Cryptandra stellulata
- Conservation status: Priority Three — Poorly Known Taxa (DEC)

Scientific classification
- Kingdom: Plantae
- Clade: Tracheophytes
- Clade: Angiosperms
- Clade: Eudicots
- Clade: Rosids
- Order: Rosales
- Family: Rhamnaceae
- Genus: Cryptandra
- Species: C. stellulata
- Binomial name: Cryptandra stellulata Rye

= Cryptandra stellulata =

- Genus: Cryptandra
- Species: stellulata
- Authority: Rye
- Conservation status: P3

Species of flowering plant

Cryptandra stellulata is a flowering plant in the family Rhamnaceae and is endemic to the southwest of Western Australia.
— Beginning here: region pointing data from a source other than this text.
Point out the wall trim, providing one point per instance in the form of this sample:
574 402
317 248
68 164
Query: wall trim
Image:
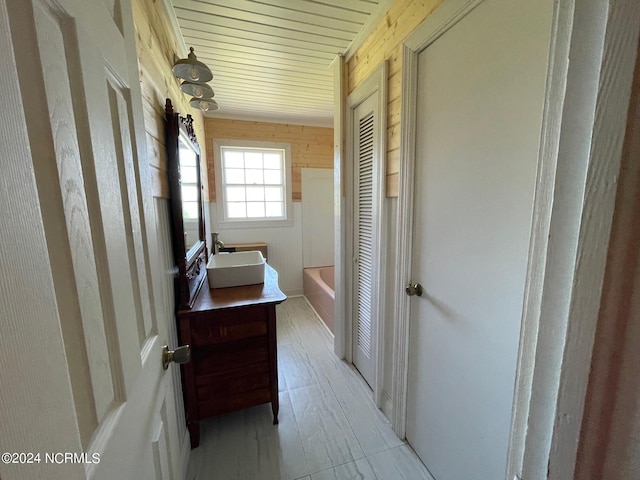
566 264
339 103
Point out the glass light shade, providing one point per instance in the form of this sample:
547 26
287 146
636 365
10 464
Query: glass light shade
196 89
204 104
191 69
It is a shrub with spiny branches, narrowly oblong to linear leaves and spike-like clusters of 2 to 12 white, tube-shaped flowers.

==Description==
Cryptandra stellulata is a shrub that typically grows to a height of 0.3–1 m, its branchlets usually spiny. The leaves are narrowly oblong to linear, 4–12 mm long and 0.7-1.8 mm wide, on a petiole 0.6-0.8 mm long with stipules 0.8–1 mm long at the base. The edges of the leaves are curved down or rolled under, usually concealing most of the lower surface that is densely covered with white, star-shaped hairs. The flowers are borne in spike-like clusters of 2 to 12 on densely hairy peduncles. The floral tube is 1.7–2.5 mm long, the sepals 1.3–1.5 mm long and glabrous, and the petals about 1 mm long. Flowering occurs in August and September.

==Taxonomy and naming==
Cryptandra stellulata was first formally described in 2007 by Barbara Lynette Rye in the journal Nuytsia from specimens collected in 1997 near Morawa. The specific epithet (stellulata ) means "with little stars", referring to the hairs on the stems.

==Distribution==
This cryptandra grows on rocky hills between Carnamah and Yandanooka in the Avon Wheatbelt and Swan Coastal Plain bioregions of south-western Western Australia.

==Conservation status==
Cryptandra stellulata is listed as "Priority Three" by the Government of Western Australia Department of Biodiversity, Conservation and Attractions, meaning that it is poorly known and known from only a few locations but is not under imminent threat.